Kahve severler için bu, günlük alışkanlıkların maliyetli hale gelmesi anlamına gelirken, kahve üreticileri ve ticaret şirketleri içinse daha karmaşık bir piyasa ortamının habercisi niteliğinde.
Küresel kahve sektörünün geleceği, büyük ölçüde iklim politikalarına, ticaret anlaşmalarına ve üretim bölgelerindeki iklim koşullarına bağlı olacak.
Küresel gıda piyasalarında kritik bir ürün olan kahve, son haftalarda rekor seviyelere yaklaşan fiyatlarıyla dikkat çekiyor.
Özellikle Arabica türü kahve vadeli işlemleri, New York’ta işlem gören Intercontinental Exchange (ICE) piyasasında pound başına 4,24 dolara kadar yükseldi.
Bu seviye, son yedi ayın en yüksek fiyatı olarak kayıtlara geçti. Ayrıca bu artış, yılın başlarında ulaşılan ve tüm zamanların en yüksek seviyesi olan 4,29 dolara oldukça yakın bir noktada bulunuyor.
Kahve fiyatlarındaki bu keskin yükseliş, yalnızca üretici ülkeleri değil, aynı zamanda kahveyi ithal eden ve yoğun tüketen ülkeleri de yakından ilgilendiriyor.
Amerika Birleşik Devletleri’nde kahve, gıda enflasyonunu kalıcı olarak yüksek tutan ürünler arasında öne çıkıyor.
Gerek günlük tüketimdeki yaygınlığı gerekse büyük kahve zincirlerinin menülerindeki baskın rolü, kahveyi diğer birçok tarım ürününden farklı bir konuma taşıyor.
ABD’nin Vergi Politikaları Fiyatları Yükseltti
Fiyatlardaki hızlı artışın en önemli nedenlerinden biri, ABD yönetiminin ithalat politikalarında yaptığı değişiklikler oldu.
Temmuz ayının sonunda Trump yönetimi, Brezilya’dan yapılan kahve ithalatına – yeşil kahve çekirdekleri dahil olmak üzere – yüzde 50 oranında gümrük vergisi getirdi.
Dünyanın en büyük kahve üreticisi ve ihracatçısı olan Brezilya’dan gelen ürünlere uygulanan bu vergi, ICE’de işlem gören Arabica vadeli kontratlarının yaklaşık yüzde 50 oranında değer kazanmasına yol açtı.

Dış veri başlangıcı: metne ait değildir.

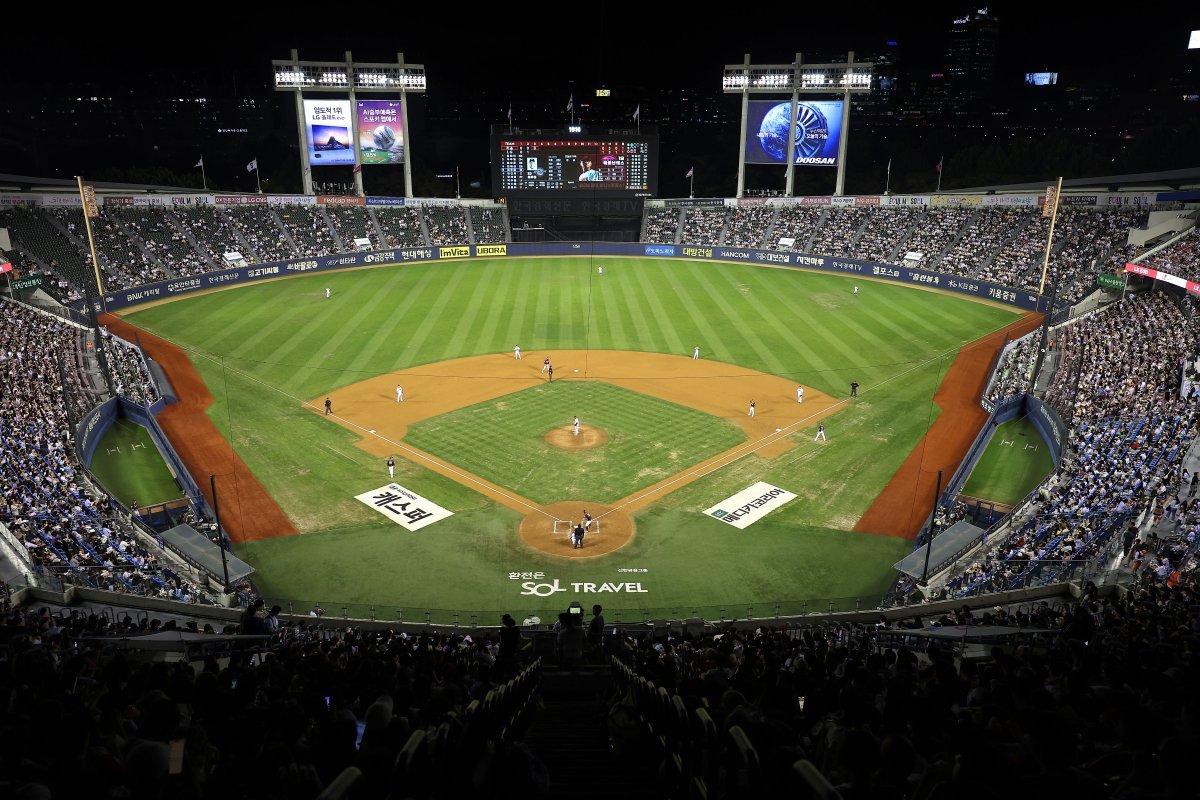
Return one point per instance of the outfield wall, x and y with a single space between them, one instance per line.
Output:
178 287
99 420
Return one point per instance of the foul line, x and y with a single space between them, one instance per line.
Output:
413 455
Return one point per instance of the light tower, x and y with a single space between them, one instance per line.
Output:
348 77
797 78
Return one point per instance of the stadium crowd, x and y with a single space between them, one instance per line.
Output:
66 528
1117 386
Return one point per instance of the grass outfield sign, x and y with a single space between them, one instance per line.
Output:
750 505
403 507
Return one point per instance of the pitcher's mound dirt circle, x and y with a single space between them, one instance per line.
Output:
615 531
565 438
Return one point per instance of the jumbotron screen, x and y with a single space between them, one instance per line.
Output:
624 166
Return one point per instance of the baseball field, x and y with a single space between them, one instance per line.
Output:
490 439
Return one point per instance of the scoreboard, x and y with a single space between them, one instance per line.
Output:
624 166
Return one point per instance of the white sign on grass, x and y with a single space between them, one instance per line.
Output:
750 505
403 507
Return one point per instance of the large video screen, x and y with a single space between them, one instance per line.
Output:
328 122
381 132
610 166
817 132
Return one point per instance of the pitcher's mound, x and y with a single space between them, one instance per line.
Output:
609 533
567 439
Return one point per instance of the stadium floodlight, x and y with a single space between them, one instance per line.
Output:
297 76
798 78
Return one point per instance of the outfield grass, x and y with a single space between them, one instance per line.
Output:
129 464
503 440
263 348
1015 461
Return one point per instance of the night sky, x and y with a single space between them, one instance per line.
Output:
613 43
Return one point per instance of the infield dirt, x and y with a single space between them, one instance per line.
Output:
719 389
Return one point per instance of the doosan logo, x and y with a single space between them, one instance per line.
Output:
534 589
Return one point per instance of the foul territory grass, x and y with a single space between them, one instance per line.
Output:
129 464
1015 461
264 348
503 440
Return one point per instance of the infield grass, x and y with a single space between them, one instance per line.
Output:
264 348
1015 461
503 440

Bu karar, Starbucks ve Dunkin’ Donuts gibi dev kahve zincirlerini doğrudan etkiledi. Çünkü bu markalar menülerinde ağırlıklı olarak Arabica kahve kullanıyor. Dolayısıyla kahve çekirdeği maliyetlerindeki her artış, zincirlerin fiyat politikalarına yansıyor ve tüketici tarafında da kahve fiyatlarının hızla yükselmesine neden oluyor.
Market Raflarındaki Kahve Daha Pahalı
ABD Çalışma İstatistikleri Bürosu tarafından yayımlanan son verilere göre, market raflarındaki kavrulmuş kahve fiyatları ağustos ayında bir önceki yılın aynı dönemine kıyasla yüzde 20,9 oranında artış gösterdi.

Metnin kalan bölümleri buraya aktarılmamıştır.